Hello all! I hope you all have your wisdom brains on this week, as today I'm delving into the often dark and murky world of protein! This is to help clear up some of the inconsistencies that crop up so often when people discuss protein, without people either not knowing exactly what roles protein fulfil, how much you should have, how much is dangerous or when to eat protein after exercise, for example.
I'm hoping to answer all of these questions today, although its worth checking out my last blog post for a discussion of the best protein for after exercise and when to have them!
Ok, so let's clarify what protein actually IS before we start!
Protein is the main building block of the body, making up about 25% of the body's total mass. The name is derived from the ancient Greek word "protos", meaning "first", because it was considered the first building block of the body for many years.
Proteins have many super essential jobs in the body, including repair of tissues, movement of muscles, antibody creation, enzyme creation, hormones, creation of tissues both soft and connective and innumerable others. You wouldn't be here without protein and without a constant and good quality supply of it, there wouldn't be much left of you; just a ragtag assembly of floppy fats, gallons of spilled water and disorganised carbohydrates!
There are two different groups of proteins; essential and non-essential amino acids. This is also our first confusing concept, as people often see adverts mentioning amino acids and think these are wholly different things. Amino acids are simply another name for proteins, just put in there to make advertising guys seem like superscience buffs!
Anyway, there are 8* essential amino acids and 12 non-essential ones. The human body cannot create the 8 essential ones on its own; you need to get these from your diet. However, the other 12 non-essential ones CAN be create by your body as long as it has ample supplies of the 8 essential aminos and is working relatively well. A protein source that contains all of the essential amino acids is called a complete protein.
There are often debates about how to get these proteins successfully; some meat eaters say that a true protein balance can only be achieved by eating meat, whilst others argue that you can get all 20 from vegan sources entirely. What certainly is true is that almost all foods have proteins in them, just in differing amounts. Some have such small amounts that they are virtually insignificant, whilst others have excessive amounts of one or more. My own personal belief is that is harder to get the full range from vegetarian sources, but still possible. It involves being more selective and aware with your choice of foods and combining foods together, such as eating Brazil nuts and pinto beans in the same day to encourage a greater release of different kinds of proteins. Vegetarian options that are available as are counted as whole proteins include spirulina, hemp seed, amaranth, buckwheat and quinoa.
We often hear despairing news about excessive protein intake leading to terrifying sounding conditions such as colon cancer, heart disease, poorly kidneys, high body acid levels and poor bone health! This is typical Daily Mail-esque scare mongering and makes people a bit nervous about over-eating when it comes to protein.

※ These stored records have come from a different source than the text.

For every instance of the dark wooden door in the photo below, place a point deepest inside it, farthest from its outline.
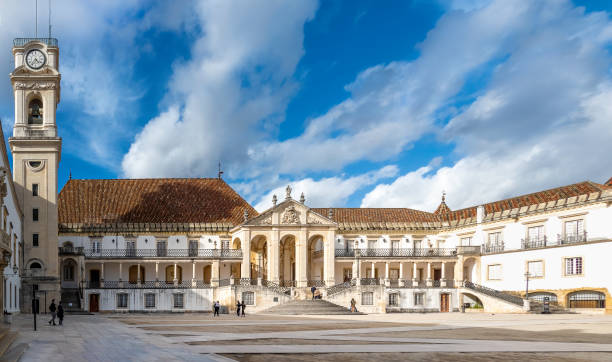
(444, 301)
(94, 305)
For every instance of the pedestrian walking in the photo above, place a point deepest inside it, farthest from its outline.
(238, 306)
(52, 309)
(60, 313)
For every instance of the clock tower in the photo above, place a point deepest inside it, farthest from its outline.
(36, 150)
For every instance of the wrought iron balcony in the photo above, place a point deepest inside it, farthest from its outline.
(71, 250)
(19, 42)
(397, 252)
(163, 253)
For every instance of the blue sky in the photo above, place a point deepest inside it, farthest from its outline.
(354, 103)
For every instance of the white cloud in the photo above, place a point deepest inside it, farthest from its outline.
(235, 88)
(543, 120)
(326, 192)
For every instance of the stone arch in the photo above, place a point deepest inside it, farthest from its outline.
(287, 256)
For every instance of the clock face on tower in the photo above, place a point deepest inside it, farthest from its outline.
(35, 59)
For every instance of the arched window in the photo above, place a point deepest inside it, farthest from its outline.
(35, 111)
(587, 299)
(170, 274)
(134, 274)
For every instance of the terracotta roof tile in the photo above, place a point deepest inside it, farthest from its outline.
(163, 200)
(369, 215)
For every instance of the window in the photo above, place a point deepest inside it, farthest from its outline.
(122, 300)
(178, 300)
(574, 230)
(535, 233)
(367, 298)
(419, 298)
(248, 298)
(394, 299)
(494, 272)
(495, 238)
(149, 300)
(535, 269)
(467, 241)
(573, 266)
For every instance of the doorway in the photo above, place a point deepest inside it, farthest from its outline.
(444, 302)
(94, 303)
(94, 278)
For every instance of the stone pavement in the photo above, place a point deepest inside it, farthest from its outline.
(201, 337)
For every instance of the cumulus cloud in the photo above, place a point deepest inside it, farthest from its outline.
(327, 192)
(543, 120)
(232, 92)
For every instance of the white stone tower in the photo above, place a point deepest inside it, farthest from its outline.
(36, 150)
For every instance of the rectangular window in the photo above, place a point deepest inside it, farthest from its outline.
(248, 298)
(467, 241)
(394, 299)
(494, 272)
(574, 230)
(535, 233)
(495, 238)
(178, 300)
(535, 269)
(573, 266)
(149, 300)
(419, 298)
(367, 298)
(122, 300)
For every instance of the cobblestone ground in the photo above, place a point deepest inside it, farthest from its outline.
(390, 337)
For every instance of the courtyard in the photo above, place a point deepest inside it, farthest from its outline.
(384, 337)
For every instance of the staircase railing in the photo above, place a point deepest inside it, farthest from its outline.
(493, 293)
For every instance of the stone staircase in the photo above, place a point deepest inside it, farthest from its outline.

The reason these links have been made is that often, a diet high in protein (especially for the carnivorous amongst us) can be very low in fruit and vegetables and therefore the vitamins and minerals that come along with them naturally. Instead of suffering from excessive protein intake (which is near impossible to do), they are suffering from poor nutrition in other areas, being malnourished when it comes to other essential dietary needs. The big thing to remember, especially for those involve din sports or physical training, is that your body needs lots of protein but that this will be ineffective without vitamins, minerals, essentials fats and other things to help digest, synthesise and funnel protein correctly. To avoid any problems here, eat the right amount of protein AND a balanced diet of fruit, vegetables, nuts and other goodies.
I would say that for your average Joe, this calculator is quite useful for working out a base amounts of protein per day. It allows for several different types of body size, lifestyle and other factors and gives a good minimum value of protein. Ultimately, you need to try out the amount of protein you are taking in and see if it is right for you. If you feel you have too much and are feeling sluggish, tired and find it hard to "go", you might be eating too much. It could of course be that you are not eating enough fruit and veg, as mentioned above!
A more common problem is a lack of all the proteins. One way to see if you are protein deficient is to check against these potential mental risks of protein deficiency:
- Depression / anxiety
- Irritability, intolerance and / or moodiness
- Decrease in mental alertness, comprehension and concentration
- Thoughts focussed on eating, weight and hunger
- Self-absorption, decrease in wider interests
- Pre-occupation with your own body and heightened judgement of others
Having one or more of these does not necessarily mean that you do suffer from protein deficiency but it might be an indicator. Getting a serum alubumin diagnostic test performed by your physician is the ultimate indicator and is the most trustworthy way to tell if this is the case or not.
I hope this has been useful for you and that is solves any difficult issues that you might have had. Please feel free to comment below and ask any questions, and I will get back to you! The more controversial, the better!
*Some sources say that there are 9 essential amino acids, but the WHO (World Health Organisation) usually lists it is 8, so we will go with the slightly less controversial one for now.